Finding grant funding for a chicken farm is challenging but not impossible when you have the proper resources at your disposal. Grants are allocations of money that do not have to be repaid, making them attractive to both start-up and existing chicken farmers. Because grants are "free money," they are extremely competitive, especially in the current economic climate. According to Andy Andreasen, cooperative extension director in Washington County, Florida, most grants are for groups, though some exist for individuals. He recommends beginning your search for grants for your chicken farm with the United States Department of Agriculture or other government agencies.
The USDA's Outreach and Assistance for Socially Disadvantaged Farmers and Ranchers Competitive Grants Program encourages and supports farmers and ranchers in their pursuit of funding for agricultural projects. An entity that is chosen can expect to receive between £65,000 and £195,000 in grant funds, which are to be used, according to the program, "to assure opportunities for socially disadvantaged farmers and ranchers to successfully acquire, own, operate, and retain farms and ranches; and assure equitable participation in the full range of USDA programs."
In 2007, the U.S. Census Bureau released figures that indicated the average age of farm operators was 57. In an effort to support younger farmers, the federal government funded the Beginning Farmer and Rancher Development Program. BFRDP provides funds, £11,856,000 in 2010, for beginning farms. A beginning farm is defined as "one that is operated by one or more operators who have 10 years or less of experience operating a farm or ranch."
The National Institute of Food and Agriculture (NIFA) offers a competitive grants program that was established with the 2008 Farm Bill. The Agriculture and Food Research Initiative Competitive Grants Program focuses on six priority areas including animal health and production of animal products. This grant resource welcomes applications from individuals.

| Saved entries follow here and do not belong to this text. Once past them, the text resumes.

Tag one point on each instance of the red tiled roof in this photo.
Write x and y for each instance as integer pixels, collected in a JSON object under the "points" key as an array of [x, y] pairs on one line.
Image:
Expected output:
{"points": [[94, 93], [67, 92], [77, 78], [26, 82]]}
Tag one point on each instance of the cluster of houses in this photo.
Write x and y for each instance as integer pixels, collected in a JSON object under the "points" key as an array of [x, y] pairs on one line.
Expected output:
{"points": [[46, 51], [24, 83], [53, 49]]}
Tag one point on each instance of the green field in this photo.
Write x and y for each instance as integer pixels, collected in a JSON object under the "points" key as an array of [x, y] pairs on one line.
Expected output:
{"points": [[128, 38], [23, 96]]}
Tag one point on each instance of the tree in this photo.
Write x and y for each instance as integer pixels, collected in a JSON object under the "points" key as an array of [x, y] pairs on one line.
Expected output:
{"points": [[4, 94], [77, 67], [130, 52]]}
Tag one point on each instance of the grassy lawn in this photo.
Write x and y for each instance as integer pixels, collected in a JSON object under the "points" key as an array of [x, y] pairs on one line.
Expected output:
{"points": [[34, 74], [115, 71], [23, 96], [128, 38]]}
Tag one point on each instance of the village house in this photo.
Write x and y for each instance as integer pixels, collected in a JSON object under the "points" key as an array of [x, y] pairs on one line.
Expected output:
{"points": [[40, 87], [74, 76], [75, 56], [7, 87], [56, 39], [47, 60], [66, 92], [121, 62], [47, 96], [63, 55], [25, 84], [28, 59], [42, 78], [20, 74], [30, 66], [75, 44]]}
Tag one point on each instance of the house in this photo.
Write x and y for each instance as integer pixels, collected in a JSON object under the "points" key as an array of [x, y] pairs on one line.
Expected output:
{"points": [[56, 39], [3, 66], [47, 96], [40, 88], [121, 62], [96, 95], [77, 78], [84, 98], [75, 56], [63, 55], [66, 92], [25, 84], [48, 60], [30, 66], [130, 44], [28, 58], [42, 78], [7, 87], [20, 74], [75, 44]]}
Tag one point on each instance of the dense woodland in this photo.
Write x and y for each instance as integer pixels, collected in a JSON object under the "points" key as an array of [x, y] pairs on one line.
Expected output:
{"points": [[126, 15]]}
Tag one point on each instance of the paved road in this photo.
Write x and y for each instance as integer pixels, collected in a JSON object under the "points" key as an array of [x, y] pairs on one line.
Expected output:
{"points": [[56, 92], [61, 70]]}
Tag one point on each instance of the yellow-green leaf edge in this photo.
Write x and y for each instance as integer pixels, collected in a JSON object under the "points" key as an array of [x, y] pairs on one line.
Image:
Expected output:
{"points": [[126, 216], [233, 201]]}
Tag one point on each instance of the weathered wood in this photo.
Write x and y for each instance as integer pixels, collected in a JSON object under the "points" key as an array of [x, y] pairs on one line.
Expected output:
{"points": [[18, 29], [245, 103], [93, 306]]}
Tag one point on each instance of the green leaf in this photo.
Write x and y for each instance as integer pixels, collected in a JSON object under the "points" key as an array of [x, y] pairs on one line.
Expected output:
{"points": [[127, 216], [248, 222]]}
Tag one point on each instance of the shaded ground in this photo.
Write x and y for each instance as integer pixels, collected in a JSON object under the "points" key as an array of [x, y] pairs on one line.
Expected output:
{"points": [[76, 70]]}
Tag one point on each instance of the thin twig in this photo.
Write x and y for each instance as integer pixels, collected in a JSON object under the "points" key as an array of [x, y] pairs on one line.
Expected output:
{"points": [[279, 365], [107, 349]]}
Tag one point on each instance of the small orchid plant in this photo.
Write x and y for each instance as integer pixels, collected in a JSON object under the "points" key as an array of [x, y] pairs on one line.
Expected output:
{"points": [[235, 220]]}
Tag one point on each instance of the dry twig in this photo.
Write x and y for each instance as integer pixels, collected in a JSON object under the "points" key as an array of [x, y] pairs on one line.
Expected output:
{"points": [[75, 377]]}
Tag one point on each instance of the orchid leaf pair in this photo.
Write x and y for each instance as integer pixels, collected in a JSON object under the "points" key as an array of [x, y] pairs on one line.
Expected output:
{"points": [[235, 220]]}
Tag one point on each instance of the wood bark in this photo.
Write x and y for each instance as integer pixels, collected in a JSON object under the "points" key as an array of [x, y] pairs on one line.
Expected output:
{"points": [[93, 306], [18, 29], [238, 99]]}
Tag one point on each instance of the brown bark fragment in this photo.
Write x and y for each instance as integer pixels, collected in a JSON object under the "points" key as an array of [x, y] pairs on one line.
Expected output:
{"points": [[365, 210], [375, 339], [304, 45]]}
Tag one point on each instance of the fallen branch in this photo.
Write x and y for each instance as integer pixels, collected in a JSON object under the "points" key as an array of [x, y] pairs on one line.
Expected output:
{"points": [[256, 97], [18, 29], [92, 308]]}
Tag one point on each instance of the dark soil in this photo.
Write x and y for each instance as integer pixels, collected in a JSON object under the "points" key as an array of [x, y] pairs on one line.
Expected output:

NIFA has partnered with small farm coordinators in every state to provide funding, in the form of grants and guaranteed loans that explore agricultural extension activities and provide operating funds. Since NIFA works closely with local extension service agents, an extension service agent in your community would be a good resource for locating a grant to fund a chicken enterprise.
Most grants require matching funds from the applicant. When approved, be prepared to invest from 10 to 50 per cent of the grant's worth. Grant matches are not always cash. For instance, a local tax abatement, procured for opening and sustaining a chicken farming operation, will normally be considered as matching funds.
Writing the grant application is key to funding. A well-written, comprehensive grant winds its way through the elimination process with ease. Grant writing courses are offered by many colleges and universities. Online courses through Edu2Go are also available. A brief overview of grant writing guidelines, published by Houghton Mifflin Learning Technologies, is also found online.